セブンス・リート
6
「危ない!」
鋭い声が飛んできた、と思った次の瞬間、手元から火花が散った。視界が白くなり、そのすぐ後に真っ黒になる――
ふと我に返った時には、ジョイスは仰向けになって床に横たわっていた。視界いっぱいに不思議な模様が見える。四角や三角、円などの図形が複雑に組み合わさった模様だ。ああ、天井の模様だな、とジョイスはぼんやり思った。ずいぶんとお洒落じゃないか。
と、頭の上からバタバタと足音が近づいてきた。
「大丈夫か!?」
今度は、視界いっぱいにアークが映る。

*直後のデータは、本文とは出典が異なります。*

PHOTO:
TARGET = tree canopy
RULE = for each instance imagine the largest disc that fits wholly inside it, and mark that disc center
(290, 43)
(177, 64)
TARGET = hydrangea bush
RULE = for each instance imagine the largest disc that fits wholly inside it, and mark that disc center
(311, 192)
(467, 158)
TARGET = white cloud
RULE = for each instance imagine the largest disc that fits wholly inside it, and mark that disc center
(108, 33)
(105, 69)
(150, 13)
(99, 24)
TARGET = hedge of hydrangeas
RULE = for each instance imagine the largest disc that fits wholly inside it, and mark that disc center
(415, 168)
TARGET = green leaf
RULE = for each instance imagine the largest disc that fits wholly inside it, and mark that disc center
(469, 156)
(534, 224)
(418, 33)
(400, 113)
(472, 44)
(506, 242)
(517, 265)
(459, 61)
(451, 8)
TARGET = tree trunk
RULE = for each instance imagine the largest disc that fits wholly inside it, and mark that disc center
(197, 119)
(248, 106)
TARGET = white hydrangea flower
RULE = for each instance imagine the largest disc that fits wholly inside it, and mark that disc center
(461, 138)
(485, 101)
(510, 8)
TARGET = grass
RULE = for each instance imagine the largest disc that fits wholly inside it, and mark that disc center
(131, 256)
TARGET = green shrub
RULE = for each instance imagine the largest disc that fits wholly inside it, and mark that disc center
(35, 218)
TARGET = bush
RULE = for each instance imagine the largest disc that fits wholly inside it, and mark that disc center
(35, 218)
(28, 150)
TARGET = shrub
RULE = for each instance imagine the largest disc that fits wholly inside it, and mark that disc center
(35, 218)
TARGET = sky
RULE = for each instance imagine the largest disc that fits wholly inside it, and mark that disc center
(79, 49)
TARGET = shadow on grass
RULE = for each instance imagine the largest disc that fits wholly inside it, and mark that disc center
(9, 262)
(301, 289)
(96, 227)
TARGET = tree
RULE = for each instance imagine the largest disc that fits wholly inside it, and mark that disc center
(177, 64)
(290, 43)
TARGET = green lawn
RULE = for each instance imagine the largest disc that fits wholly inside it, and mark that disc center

体を支えられ、ゆっくりと抱き起こされた。
「あれ……?」
一瞬、自分がどこにいるのか分からなかった。首をめぐらすと、部屋を取り囲む本棚、入口の扉、次いでアークの真っ青な顔が目に入った。
「お前、『録音機』に触ろうとして、突然倒れたんだ」
戸惑うジョイスの思いを汲んだのか、アークが言った。しかし、そう言うアーク自身も、いまひとつ事態を呑み込めていないようだった。首を傾げながら、
「いや、あれは倒れるっていうより、吹き飛ばされたっていうか……」
最後まで言い終わる前に、もう一つ足音が近づいてきた。シルバだ。
「ジョイス、大丈夫かい!? どこか、怪我は?」
「へーきへーき! これくらい……」
二人を心配させまいと、ジョイスは立ち上がろうとした。しかし、すぐにふらふらと座り込んでしまう。倒れた時の衝撃のせいなのか、手が麻痺したような感覚なのだ。思うように力が入らない。
「立てないのか?」
アークが目ざとくその様子に気が付いた。
「ん、なんか手がピリピリする」
「……ほら、手挙げて」
「手?」
促されるままに手を挙げる。すると、アークは脇から手を差し込むようにしてジョイスを抱きかかえた。ピリピリすると訴えた手には触らないように、ゆっくりと立たせる。
「お、悪いな!」
「他に痛むところはないか?」
ジョイスはその場でゆっくりと体を動かしてみた。倒れ込んだときに打ったのか、背中が少し痛むくらいだ。この程度ならすぐに治るだろう。手の痺れも徐々に収まってきている。
「……ん、大丈夫!」
ジョイスが歯を見せてにかっと笑ってみせると、アークが一つ、溜息をついた。そのまま、小さく手招きをする。
「? なんだよ?」
ジョイスが不思議そうな顔で近づくと、アークはその手をとり、力いっぱいねじった。